The inclusion of LVEF parameter beside the HRV ones made it possible to improve the performance by about 10%. In particular, we observed the highest accuracy (73.3%) for the model based on pNN50, FD, sex, age, and LVEF features (Fig. 1). Concerning CART ModelStw+LVEF, the most important feature is LVEF. Our tree confirms that the cut-off for the diagnosis of DCM is around 50%. Indeed, in the subtree where the LVEF is higher than 53%, there are no branches to DCM identification. Moreover, we also observed the high relation of LVEF with patient age. In particular, the CART ModelStw+LVEF showed that if the subject has high LVEF and it is older than 64 years old, it is more probable that it belongs to HC group. In the cases of LVEF below the 54% cut-off, the sex differences plays important role. Indeed, in our model it can be observed that females and males have different age thresholds to be classified as DCM or IHD (male age < 67, female age < 73).
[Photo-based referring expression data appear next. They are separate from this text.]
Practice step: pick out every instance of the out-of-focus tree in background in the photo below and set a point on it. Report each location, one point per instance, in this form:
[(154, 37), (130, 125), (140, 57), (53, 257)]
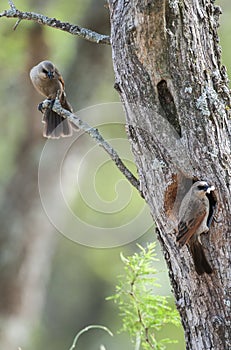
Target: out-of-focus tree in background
[(50, 286)]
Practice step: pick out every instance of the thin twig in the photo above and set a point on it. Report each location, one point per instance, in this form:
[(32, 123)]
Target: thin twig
[(73, 29), (94, 133)]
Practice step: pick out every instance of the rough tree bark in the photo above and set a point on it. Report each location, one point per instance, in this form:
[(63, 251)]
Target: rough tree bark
[(168, 70)]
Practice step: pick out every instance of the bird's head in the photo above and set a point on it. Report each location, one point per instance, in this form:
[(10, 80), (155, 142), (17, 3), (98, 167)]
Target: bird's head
[(46, 70)]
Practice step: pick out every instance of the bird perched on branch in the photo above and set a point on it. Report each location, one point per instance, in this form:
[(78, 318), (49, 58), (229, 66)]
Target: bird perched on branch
[(48, 82), (193, 220)]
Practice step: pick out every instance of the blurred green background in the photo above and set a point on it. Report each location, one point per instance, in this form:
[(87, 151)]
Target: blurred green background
[(51, 286)]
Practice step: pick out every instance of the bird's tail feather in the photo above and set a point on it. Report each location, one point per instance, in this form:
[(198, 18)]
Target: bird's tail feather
[(55, 126)]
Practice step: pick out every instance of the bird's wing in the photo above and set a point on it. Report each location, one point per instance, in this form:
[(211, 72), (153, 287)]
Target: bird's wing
[(60, 78), (189, 224)]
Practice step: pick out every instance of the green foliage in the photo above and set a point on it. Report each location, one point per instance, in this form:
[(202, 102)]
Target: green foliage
[(143, 313)]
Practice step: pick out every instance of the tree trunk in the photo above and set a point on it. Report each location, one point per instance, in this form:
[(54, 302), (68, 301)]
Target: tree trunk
[(168, 72)]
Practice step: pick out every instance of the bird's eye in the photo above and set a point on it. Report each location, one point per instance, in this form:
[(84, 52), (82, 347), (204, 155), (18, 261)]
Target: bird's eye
[(202, 187)]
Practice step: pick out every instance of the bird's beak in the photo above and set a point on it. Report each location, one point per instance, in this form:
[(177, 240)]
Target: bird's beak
[(50, 75), (210, 189)]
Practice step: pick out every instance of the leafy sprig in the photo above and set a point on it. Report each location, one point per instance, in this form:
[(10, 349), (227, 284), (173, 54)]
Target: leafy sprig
[(143, 312)]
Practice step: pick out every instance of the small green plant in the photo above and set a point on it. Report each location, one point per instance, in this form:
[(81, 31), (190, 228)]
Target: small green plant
[(143, 313)]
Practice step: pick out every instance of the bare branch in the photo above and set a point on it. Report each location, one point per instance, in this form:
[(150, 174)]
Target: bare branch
[(84, 33), (94, 133)]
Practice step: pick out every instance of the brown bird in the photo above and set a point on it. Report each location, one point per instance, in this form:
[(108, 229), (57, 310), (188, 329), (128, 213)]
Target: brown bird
[(48, 82), (193, 220)]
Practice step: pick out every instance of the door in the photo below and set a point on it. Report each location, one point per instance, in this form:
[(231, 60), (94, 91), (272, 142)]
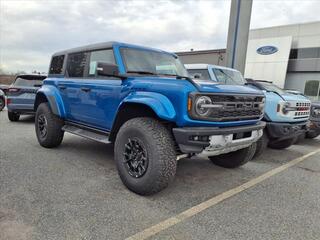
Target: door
[(92, 100)]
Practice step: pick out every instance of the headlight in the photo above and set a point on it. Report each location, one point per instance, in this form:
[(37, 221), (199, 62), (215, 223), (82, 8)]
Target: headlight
[(200, 106)]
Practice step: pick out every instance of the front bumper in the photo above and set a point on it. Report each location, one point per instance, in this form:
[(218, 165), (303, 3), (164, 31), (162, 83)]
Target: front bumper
[(282, 131), (211, 141), (314, 126)]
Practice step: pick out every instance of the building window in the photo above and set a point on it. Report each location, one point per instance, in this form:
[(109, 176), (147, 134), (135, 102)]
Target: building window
[(76, 64), (302, 53), (56, 65), (312, 89)]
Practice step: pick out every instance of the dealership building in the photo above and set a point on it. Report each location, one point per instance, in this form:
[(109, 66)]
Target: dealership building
[(289, 56)]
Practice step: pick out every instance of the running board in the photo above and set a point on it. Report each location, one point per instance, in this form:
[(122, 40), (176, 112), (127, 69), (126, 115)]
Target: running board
[(102, 137)]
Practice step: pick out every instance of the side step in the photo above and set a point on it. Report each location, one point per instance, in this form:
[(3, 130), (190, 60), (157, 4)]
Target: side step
[(98, 136)]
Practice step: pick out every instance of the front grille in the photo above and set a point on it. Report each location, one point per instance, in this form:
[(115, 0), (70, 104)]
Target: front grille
[(236, 108)]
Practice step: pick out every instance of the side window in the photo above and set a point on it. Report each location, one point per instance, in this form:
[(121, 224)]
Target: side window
[(105, 56), (56, 65), (76, 64)]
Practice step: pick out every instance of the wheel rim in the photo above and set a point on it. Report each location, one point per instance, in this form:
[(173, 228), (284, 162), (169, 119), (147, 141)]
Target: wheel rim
[(42, 125), (135, 158)]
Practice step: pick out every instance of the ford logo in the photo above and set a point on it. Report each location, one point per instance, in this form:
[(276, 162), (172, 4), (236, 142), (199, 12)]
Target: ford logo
[(267, 50)]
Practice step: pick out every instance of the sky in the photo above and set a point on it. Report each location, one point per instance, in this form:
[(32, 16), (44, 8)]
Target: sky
[(32, 30)]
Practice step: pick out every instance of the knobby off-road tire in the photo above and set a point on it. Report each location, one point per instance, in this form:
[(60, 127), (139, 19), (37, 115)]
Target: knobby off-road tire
[(48, 127), (145, 155), (282, 144), (234, 159), (2, 103), (13, 117), (262, 144)]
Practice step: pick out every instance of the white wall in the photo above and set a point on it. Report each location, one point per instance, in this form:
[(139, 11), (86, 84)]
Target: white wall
[(271, 67)]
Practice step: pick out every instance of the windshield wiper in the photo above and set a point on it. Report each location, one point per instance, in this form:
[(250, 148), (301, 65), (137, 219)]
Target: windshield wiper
[(142, 72), (177, 76)]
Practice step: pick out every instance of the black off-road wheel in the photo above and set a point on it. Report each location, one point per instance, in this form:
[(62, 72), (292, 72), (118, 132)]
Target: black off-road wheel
[(262, 144), (48, 127), (234, 159), (282, 144), (13, 117), (145, 155), (2, 103)]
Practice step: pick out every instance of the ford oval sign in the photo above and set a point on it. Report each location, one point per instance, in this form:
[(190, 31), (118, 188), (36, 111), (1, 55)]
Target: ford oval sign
[(267, 50)]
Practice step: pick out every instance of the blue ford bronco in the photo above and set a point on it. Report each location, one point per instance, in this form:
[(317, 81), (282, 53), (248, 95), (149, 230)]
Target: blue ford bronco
[(143, 101), (286, 114)]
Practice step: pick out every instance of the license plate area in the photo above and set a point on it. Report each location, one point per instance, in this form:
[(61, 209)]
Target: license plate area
[(237, 136)]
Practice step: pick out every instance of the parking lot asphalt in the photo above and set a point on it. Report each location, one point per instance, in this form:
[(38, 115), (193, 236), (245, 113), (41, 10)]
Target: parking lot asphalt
[(74, 192)]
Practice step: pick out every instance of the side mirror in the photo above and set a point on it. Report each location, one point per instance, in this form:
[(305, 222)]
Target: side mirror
[(107, 69)]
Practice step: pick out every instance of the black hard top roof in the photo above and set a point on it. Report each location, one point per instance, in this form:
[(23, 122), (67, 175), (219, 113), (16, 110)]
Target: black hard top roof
[(86, 48), (31, 76)]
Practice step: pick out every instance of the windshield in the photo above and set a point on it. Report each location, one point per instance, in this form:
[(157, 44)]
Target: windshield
[(272, 88), (229, 76), (22, 82), (202, 74), (152, 62)]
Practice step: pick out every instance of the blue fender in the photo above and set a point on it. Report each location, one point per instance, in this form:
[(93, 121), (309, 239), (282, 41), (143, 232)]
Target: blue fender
[(159, 103), (54, 99)]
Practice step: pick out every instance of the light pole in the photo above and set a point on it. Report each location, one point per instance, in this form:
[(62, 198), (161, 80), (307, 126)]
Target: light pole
[(238, 33)]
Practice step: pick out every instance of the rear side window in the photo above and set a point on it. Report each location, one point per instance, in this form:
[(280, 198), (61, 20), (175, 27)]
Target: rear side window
[(76, 64), (105, 56), (27, 82), (56, 65)]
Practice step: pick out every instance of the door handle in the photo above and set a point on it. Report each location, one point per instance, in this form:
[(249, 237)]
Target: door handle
[(85, 89), (62, 87)]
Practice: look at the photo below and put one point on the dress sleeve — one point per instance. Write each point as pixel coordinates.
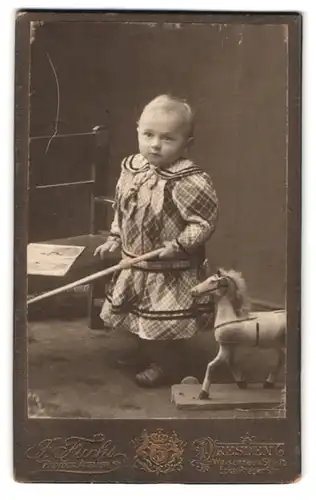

LVEF showed that the model mainly based on HRV parameters classifies better IHD subjects than DCM and vice versa the model which takes into account also LVEF classifies better DCM subjects than IHD. This fact clearly indicates the contribution of the LVEF parameter, as discriminatory feature to identify the DCM but confounding to discriminate IHD patients. In order to further improve the classification performance, future studies could also take into account the circadian rhythm related physiological parameters variation [37,38,39].

5 Conclusions

In conclusion, the proposed approach based on HRV parameters, age, sex, and LVEF features highlighted the possibility to produce clinically interpretable models capable to differentiate IHD, DCM, and healthy subjects with accuracy which is clinically relevant in first steps of the IHD and DCM diagnostic process. These results support the hypothesis that HRV analysis emerges as an important, accessible, reproducible, complementary tool for the IHD and DCM diagnosis, potentially avoiding invasive and toxic exams especially in healthy subject cases.